La proprietà del patrimonio mondiale dell’Unesco comprende la città di Venezia e la sua laguna situata nella regione veneta dell’Italia nordorientale. Fondata nel V secolo d.C. e diffusa su 118 piccole isole, Venezia divenne una grande potenza marittima nel X secolo. Tutta la città è uno straordinario capolavoro architettonico in cui anche l’edificio più piccolo contiene opere di alcuni dei più grandi artisti del mondo come Giorgione, Tiziano, Tintoretto, Veronese e altri.

In questa laguna che copre 550 km², la natura e la storia sono state strettamente legate dal V secolo quando le popolazioni veneziane, per sfuggire alle incursioni barbariche, trovarono rifugio sulle isole sabbiose di Torcello, Jesolo e Malamocco. Questi insediamenti temporanei divennero gradualmente permanenti e il rifugio iniziale dei contadini e dei pescatori residenti divenne una potenza marittima. Nel corso dei secoli, durante l’intero periodo di espansione di Venezia, quando fu costretta a difendere i suoi mercati contro le imprese commerciali di arabi, genovesi e ottomani, la città non cessò mai di consolidare la sua posizione nella laguna.

In questo mare interno che è stato continuamente minacciato, sorge in un minuscolo archipelago, ai margini delle onde, una delle aree abitative più straordinarie del Medioevo. Da Torcello al nord a Chioggia al sud, quasi ogni piccola isola aveva il suo insediamento, città, villaggio di pescatori e villaggio artigianale (come ad esempio Murano). Tuttavia, nel cuore della laguna, la stessa Venezia era una delle più grandi capitali del mondo medievale.
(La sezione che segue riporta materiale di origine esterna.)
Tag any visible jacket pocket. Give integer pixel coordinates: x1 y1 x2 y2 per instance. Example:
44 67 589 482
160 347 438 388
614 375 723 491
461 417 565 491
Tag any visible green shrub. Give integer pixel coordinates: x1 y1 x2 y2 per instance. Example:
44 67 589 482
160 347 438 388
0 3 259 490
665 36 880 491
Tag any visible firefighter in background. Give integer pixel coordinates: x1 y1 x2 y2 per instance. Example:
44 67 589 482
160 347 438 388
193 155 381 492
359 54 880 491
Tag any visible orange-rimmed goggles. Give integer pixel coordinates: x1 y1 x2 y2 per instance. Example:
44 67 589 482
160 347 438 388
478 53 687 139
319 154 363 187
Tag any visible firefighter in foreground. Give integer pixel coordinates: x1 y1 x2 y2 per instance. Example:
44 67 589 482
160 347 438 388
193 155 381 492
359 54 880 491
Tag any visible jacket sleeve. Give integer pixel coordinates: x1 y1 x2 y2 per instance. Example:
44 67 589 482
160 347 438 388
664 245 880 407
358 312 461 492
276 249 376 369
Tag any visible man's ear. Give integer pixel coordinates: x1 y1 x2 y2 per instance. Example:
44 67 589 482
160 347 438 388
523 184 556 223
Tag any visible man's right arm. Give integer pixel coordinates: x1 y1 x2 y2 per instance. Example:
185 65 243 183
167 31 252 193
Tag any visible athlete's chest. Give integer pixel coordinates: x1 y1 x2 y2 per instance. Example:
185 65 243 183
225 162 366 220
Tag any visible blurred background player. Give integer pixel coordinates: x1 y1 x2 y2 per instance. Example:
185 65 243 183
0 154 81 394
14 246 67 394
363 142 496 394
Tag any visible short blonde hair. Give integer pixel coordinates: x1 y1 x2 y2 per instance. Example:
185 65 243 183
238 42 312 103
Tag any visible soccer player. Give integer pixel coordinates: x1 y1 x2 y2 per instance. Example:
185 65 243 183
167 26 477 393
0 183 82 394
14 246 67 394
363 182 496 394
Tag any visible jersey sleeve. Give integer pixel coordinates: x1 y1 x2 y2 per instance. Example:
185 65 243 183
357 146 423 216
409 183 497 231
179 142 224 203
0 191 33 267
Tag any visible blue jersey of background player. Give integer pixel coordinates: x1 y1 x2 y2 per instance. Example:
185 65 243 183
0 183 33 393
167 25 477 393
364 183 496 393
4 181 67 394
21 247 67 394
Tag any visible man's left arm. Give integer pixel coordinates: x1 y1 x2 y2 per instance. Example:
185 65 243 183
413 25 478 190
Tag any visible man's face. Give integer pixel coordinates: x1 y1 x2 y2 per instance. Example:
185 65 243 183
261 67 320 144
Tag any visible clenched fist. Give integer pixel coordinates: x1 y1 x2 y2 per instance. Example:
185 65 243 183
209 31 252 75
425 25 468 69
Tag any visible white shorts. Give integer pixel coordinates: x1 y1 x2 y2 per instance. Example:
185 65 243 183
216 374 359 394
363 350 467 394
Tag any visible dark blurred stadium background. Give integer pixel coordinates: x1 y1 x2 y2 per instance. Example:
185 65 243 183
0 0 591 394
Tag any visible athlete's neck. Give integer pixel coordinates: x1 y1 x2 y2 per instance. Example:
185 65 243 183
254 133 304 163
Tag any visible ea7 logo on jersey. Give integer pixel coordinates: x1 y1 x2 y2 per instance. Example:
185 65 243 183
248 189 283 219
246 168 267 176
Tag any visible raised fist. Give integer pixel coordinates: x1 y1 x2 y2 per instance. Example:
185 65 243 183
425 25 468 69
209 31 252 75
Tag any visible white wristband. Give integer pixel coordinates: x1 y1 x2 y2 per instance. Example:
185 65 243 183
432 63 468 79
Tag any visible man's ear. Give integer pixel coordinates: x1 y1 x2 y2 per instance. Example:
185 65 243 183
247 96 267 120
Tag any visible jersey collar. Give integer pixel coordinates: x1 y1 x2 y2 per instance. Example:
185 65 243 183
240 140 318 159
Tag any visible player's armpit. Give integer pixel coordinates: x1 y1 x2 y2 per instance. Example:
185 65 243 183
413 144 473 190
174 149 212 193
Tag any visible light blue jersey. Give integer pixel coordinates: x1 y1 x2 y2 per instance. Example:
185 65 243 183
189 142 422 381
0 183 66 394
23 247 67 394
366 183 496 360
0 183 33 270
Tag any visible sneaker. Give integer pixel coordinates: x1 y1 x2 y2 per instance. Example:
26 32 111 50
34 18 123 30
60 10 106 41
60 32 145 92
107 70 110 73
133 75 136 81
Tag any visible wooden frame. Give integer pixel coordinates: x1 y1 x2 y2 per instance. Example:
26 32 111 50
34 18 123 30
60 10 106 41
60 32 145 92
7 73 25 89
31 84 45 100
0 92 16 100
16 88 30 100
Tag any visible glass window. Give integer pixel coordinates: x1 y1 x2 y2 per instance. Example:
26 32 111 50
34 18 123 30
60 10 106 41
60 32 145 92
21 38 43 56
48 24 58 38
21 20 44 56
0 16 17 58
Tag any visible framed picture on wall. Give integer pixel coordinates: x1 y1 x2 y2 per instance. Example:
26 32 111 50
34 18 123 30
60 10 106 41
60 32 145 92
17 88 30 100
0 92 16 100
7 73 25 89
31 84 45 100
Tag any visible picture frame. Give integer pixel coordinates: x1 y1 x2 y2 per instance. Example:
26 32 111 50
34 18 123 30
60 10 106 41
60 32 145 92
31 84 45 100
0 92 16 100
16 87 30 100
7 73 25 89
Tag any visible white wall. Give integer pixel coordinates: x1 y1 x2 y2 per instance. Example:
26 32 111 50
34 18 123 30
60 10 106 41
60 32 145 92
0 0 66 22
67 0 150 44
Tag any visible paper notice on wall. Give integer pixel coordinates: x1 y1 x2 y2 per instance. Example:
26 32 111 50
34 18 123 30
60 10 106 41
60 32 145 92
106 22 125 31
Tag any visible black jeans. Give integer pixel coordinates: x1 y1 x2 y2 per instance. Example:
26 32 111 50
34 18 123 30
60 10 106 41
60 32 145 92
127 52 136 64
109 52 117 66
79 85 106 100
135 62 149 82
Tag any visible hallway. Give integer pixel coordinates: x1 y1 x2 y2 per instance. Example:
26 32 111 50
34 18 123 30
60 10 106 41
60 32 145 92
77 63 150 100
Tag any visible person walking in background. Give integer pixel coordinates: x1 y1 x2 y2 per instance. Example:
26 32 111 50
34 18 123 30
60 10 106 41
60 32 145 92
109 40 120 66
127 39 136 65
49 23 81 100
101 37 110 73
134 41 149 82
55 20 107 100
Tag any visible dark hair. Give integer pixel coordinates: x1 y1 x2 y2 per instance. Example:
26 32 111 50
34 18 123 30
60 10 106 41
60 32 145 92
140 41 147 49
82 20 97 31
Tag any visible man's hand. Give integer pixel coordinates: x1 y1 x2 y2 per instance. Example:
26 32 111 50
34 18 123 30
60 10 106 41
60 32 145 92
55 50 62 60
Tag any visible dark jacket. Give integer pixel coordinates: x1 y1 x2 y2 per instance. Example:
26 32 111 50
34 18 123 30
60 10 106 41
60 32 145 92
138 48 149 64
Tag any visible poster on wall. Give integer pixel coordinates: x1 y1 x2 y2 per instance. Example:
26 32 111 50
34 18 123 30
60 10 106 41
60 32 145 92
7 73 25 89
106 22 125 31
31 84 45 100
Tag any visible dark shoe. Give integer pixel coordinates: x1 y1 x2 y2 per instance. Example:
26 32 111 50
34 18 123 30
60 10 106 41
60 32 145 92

Quando un gruppo di minuscole isole furono consolidate e organizzate in un unico sistema urbano, non rimase nulla della topografia primitiva, se non i canali, come il Canale della Giudecca, il Canale di San Marco e il Grande Canale che sono le vere arterie di una città sull’acqua.

Lo spettacolare centro di Venezia, Piazza San Marco, ora viene inondato più di 60 volte l’anno, rispetto alle quattro volte dell’anno 1900. Le tempeste a volte contribuiscono a coprire oltre il 70% della città in acqua, che è cresciuta fino a 156 cm sopra il suo livello normale. Entro 50 anni questo tipo di alluvione potrebbe verificarsi con quasi ogni alta marea. L’aumento delle inondazioni a Venezia è dovuto agli effetti combinati della subsidenza del suolo che fa sprofondare la città e ai cambiamenti climatici che fanno salire il livello del mare globale. I registri tenuti in città mostrano che il livello del mare di Venezia è in continuo aumento: 26 cm in totale dal 1870. Ulteriori misurazioni mostrano che il livello del mare è ancora oggi in aumento di 2,4 mm all’anno. L’atteso aumento di 2°C delle temperature globali significa un ulteriore aumento di 40 cm del livello del mare intorno a Venezia entro il 2050. In effetti, alcuni esperti hanno sostenuto che Venezia sarà scomparsa totalmente entro il 2100.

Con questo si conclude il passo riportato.